Stimuli zijn de kenmerken van een situatie die een bepaalde handeling oproept/triggert en
afhankelijk zijn van de situatie.
Verwachtingstheorie als overweging
Betekenisgeving aan situatie en behoeften:
Combinatie tussen interne en externe krachten die tegenovergesteld zijn.
Trekkende kracht is gedrag dat tot wordt uitgelokt door de situatie.
Duwende kracht is gedrag dat voortkomt uit behoeften die mensen bevredigd willen zien.
Mensen worden niet willoos gestuurd door situaties en behoeften, maar maken keuzes waarover ze
nadenken en waarvan ze verwachten dat ze doelen en opbrengsten
verwezenlijken: overwegingsproces.
Overwegingsproces om voor bepaald gedrag te kiezen wordt in twee theorieën beschreven:
1. Verwachtingstheorie
2. Attributietheorie
,Verwachtingstheorie van Vroom laat de neiging tot inspanning zien en hangt af van de volgende
overwegingen:
1. Verband tussen inspanning en prestatie
2. Verband tussen prestaties en opbrengsten
3. De waarde van de opbrengsten
Subjectieve overwegingen en inschattingen:
Billijkheid: verhouding inspanning-opbrengsten
Zelfbeeld: mate waarin men inschat goede prestaties te kunnen leveren
Attributietheorie Vroom
De attributietheorie verklaart waarom mensen zich willen inspannen, bereiken ze met inspanningen
een goed resultaat, dan doen ze dat.
Maar hoe komen mensen nou tot een goede inschatting van de mogelijkheden? Door te attribueren,
mensen proberen te achterhalen wat de oorzaken zijn van hun gedrag en van anderen.
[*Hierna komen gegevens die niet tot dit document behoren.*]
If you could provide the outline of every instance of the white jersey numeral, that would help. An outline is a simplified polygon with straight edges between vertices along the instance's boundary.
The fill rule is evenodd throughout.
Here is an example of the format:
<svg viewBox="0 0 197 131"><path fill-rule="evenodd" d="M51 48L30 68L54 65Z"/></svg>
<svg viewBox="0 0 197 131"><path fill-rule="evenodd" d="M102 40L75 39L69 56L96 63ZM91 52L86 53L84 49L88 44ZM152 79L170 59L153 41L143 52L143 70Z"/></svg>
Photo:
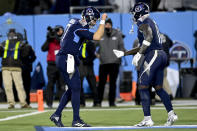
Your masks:
<svg viewBox="0 0 197 131"><path fill-rule="evenodd" d="M62 38L61 38L61 42L64 40L64 37L66 36L66 34L67 34L67 32L68 32L68 29L70 28L71 25L72 25L72 24L70 24L70 23L68 23L68 24L66 25L66 28L65 28L65 30L64 30L64 34L62 35Z"/></svg>

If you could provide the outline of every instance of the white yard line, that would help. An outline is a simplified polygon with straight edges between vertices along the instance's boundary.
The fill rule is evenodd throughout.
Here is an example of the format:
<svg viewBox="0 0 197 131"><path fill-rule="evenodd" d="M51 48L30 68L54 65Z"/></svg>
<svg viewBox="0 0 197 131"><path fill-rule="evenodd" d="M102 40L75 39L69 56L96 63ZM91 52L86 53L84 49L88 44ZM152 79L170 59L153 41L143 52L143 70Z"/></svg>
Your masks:
<svg viewBox="0 0 197 131"><path fill-rule="evenodd" d="M92 101L87 101L86 102L86 107L92 107ZM135 106L135 102L134 101L128 101L128 102L123 102L123 103L116 103L118 107L125 107L125 106ZM38 104L37 103L31 103L30 104L32 106L32 108L37 108ZM55 101L53 103L53 108L57 108L59 105L59 102ZM197 102L194 99L190 99L190 100L173 100L172 101L172 105L173 106L197 106ZM162 103L157 103L156 102L156 107L158 106L163 106ZM47 108L46 103L44 102L44 107ZM69 102L67 104L67 107L72 107L71 102ZM103 101L102 102L102 107L109 107L108 101ZM0 103L0 109L7 109L8 108L8 104L7 103ZM15 105L16 109L20 109L20 104L17 103Z"/></svg>
<svg viewBox="0 0 197 131"><path fill-rule="evenodd" d="M197 107L173 107L174 109L197 109ZM151 107L151 110L163 110L165 107ZM121 111L121 110L142 110L139 108L106 108L106 109L80 109L80 111ZM72 111L72 109L64 110L64 111Z"/></svg>
<svg viewBox="0 0 197 131"><path fill-rule="evenodd" d="M31 109L31 110L29 110L29 109L27 109L27 110L25 110L25 109L23 109L23 110L9 110L9 109L7 109L7 110L0 110L0 113L1 112L36 112L36 111L38 111L38 110L34 110L34 109ZM50 111L50 110L45 110L45 111Z"/></svg>
<svg viewBox="0 0 197 131"><path fill-rule="evenodd" d="M180 106L180 107L173 107L174 109L197 109L197 106L189 106L189 107L186 107L186 106ZM165 109L165 107L151 107L151 110L163 110ZM84 109L84 108L81 108L80 111L116 111L116 110L142 110L141 107L137 107L137 108L118 108L118 107L115 107L115 108L92 108L92 109ZM34 111L36 112L37 110L0 110L0 113L1 112L30 112L30 111ZM47 109L45 111L55 111L55 109ZM64 109L63 111L72 111L72 108L69 108L69 109Z"/></svg>
<svg viewBox="0 0 197 131"><path fill-rule="evenodd" d="M151 110L163 110L165 109L165 107L151 107ZM189 106L189 107L186 107L186 106L180 106L180 107L173 107L173 109L197 109L197 106ZM81 108L80 111L121 111L121 110L142 110L141 107L137 107L137 108L118 108L118 107L115 107L115 108L92 108L92 109L84 109L84 108ZM36 112L37 110L0 110L0 113L1 112L28 112L28 111L34 111ZM55 109L47 109L45 111L55 111ZM64 109L63 111L73 111L72 108L69 108L69 109Z"/></svg>
<svg viewBox="0 0 197 131"><path fill-rule="evenodd" d="M45 112L48 112L48 111L36 111L36 112L26 113L26 114L22 114L22 115L10 116L7 118L2 118L2 119L0 119L0 121L8 121L8 120L13 120L13 119L17 119L17 118L26 117L26 116L37 115L37 114L41 114L41 113L45 113Z"/></svg>

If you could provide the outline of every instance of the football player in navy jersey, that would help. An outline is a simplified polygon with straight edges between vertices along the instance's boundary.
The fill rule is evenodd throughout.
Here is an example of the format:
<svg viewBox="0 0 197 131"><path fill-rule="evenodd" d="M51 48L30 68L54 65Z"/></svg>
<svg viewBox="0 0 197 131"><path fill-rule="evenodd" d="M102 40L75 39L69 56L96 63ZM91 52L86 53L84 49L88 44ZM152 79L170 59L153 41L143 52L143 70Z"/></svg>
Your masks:
<svg viewBox="0 0 197 131"><path fill-rule="evenodd" d="M104 33L107 14L102 15L100 25L95 33L89 31L100 19L100 12L94 7L87 7L82 11L82 19L71 19L67 24L61 39L61 48L56 55L56 64L67 84L67 91L63 94L57 110L50 119L58 127L64 127L61 121L62 110L71 100L73 108L73 127L89 127L79 116L81 82L78 71L79 49L84 39L100 40Z"/></svg>
<svg viewBox="0 0 197 131"><path fill-rule="evenodd" d="M139 93L144 112L144 119L136 126L153 126L150 113L150 94L149 87L154 87L157 95L161 98L168 112L168 119L165 123L170 126L178 119L174 113L169 95L162 88L164 68L167 64L167 56L162 50L160 32L156 23L149 18L149 6L145 3L136 3L131 10L134 23L138 27L138 39L140 47L136 50L132 64L140 66L139 73ZM131 51L131 50L130 50ZM130 51L121 52L114 50L117 57L130 55ZM139 64L140 58L144 54L144 60Z"/></svg>

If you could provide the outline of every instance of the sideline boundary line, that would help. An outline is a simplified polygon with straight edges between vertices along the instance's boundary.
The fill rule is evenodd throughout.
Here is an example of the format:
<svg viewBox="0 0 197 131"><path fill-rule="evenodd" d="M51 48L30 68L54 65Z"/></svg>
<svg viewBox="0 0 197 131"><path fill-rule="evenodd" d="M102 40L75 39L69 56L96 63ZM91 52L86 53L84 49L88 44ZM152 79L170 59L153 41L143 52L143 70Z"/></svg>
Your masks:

Mensen die attribueren vergelijken zichzelf met anderen in dezelfde situatie of dat er een vast
patroon zit in falen en slagen:
Is dit dikwijls in dezelfde situatie (patroon).
Of anderen in dezelfde situatie falen of slagen (omstandigheden).
Veel situaties falen of slagen?
De uitkomst van deze overwegingen kijkt er naar of de persoon de oorzaak bij zichzelf zoekt of bij de
omstandigheden.
De oorzaak bij jezelf zoeken is interne attributie, het toeschrijven hiervan is van invloed op je
zelfbeeld. Hierbij streeft men naar een positief zelfbeeld, je voelt je bekwaam en draagt bij aan de
behoefte.
Oorzaken toeschrijven aan omstandigheden is externe attributie.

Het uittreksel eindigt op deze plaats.